Select only the columns you need

Projecting to a smaller type reduces the data SQLite has to read and the objects .NET has to allocate.

// Only fetches Title and Price columns
var summaries = await db.Table<Book>()
    .Select(b => new { b.Title, b.Price })
    .ToListAsync();

Add indexes for columns you filter or sort on

Without an index, SQLite scans the whole table for every query. Add [Indexed] to columns that appear in Where, OrderBy, or Join conditions.

public class Book
{
    [Key]
    [AutoIncrement]
    public int Id { get; set; }

    [Indexed(Name = "IX_Book_AuthorId")]
    public int AuthorId { get; set; }

    [Indexed(Name = "IX_Book_Price")]
    public decimal Price { get; set; }
}

Wrap related operations in a transaction

If you are inserting or updating rows across multiple tables as part of one logical operation, put them in a transaction. This is both safer (all or nothing) and faster (one disk commit instead of many).
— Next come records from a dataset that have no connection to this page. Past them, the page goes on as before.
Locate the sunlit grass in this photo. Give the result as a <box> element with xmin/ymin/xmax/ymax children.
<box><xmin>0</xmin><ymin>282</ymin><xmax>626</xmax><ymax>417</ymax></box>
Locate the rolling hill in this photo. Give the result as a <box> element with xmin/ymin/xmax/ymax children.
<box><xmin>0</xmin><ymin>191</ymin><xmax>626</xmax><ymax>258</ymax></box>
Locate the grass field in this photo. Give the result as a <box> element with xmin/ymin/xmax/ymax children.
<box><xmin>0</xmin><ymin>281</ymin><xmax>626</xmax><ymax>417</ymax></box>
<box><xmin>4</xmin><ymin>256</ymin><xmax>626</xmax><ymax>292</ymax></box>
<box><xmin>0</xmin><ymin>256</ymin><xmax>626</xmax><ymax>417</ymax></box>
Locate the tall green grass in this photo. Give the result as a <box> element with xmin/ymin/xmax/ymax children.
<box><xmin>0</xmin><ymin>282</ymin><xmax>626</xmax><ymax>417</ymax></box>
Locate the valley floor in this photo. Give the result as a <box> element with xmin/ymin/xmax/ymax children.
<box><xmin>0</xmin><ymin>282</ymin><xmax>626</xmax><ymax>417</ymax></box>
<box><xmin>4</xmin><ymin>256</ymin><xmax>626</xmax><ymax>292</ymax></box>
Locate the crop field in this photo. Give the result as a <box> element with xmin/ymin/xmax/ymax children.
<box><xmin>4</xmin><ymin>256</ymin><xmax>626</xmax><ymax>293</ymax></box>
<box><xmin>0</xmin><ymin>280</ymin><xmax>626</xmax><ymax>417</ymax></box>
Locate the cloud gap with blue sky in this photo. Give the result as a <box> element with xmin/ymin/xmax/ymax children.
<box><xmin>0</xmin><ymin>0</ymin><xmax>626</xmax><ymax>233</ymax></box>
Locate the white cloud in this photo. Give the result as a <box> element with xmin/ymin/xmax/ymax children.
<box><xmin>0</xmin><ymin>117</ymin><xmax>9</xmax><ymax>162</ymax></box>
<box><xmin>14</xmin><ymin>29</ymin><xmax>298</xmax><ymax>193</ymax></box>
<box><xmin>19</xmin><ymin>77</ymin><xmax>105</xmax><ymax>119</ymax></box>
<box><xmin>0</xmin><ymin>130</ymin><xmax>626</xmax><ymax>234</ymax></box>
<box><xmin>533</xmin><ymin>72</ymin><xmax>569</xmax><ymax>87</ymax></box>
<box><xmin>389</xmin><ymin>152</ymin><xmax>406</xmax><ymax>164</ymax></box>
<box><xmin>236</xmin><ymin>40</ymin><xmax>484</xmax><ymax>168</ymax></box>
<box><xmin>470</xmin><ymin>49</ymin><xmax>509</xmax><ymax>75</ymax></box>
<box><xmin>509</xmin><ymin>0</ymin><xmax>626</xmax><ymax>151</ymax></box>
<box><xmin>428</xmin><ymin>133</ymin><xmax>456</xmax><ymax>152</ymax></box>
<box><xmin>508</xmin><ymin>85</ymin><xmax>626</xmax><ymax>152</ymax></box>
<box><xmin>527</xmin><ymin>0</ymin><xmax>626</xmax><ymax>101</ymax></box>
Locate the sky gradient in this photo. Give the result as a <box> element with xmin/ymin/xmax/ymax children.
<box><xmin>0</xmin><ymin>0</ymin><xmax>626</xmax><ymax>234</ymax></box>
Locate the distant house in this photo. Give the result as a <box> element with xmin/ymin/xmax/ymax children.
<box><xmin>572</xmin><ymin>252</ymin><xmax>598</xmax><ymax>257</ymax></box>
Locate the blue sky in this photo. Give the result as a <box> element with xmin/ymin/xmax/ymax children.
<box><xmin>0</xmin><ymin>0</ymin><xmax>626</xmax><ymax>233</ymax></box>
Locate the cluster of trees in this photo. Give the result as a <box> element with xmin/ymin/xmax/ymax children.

await using SQLiteTransaction tx = await db.BeginTransactionAsync();

await db.Table<Author>().AddRangeAsync(authors, runInTransaction: false);
await db.Table<Book>().AddRangeAsync(books, runInTransaction: false);

transaction.Commit();

Reuse the SQLiteDatabase instance

The connection is lazy and opens once. Creating a new SQLiteDatabase for every operation is wasteful. Create it once and keep it alive for the lifetime of your app or service.

Use WITHOUT ROWID for lookup tables

If a table is mostly looked up by primary key and rarely scanned in order, [WithoutRowId] can reduce the number of B-tree lookups. See Defining Models for usage.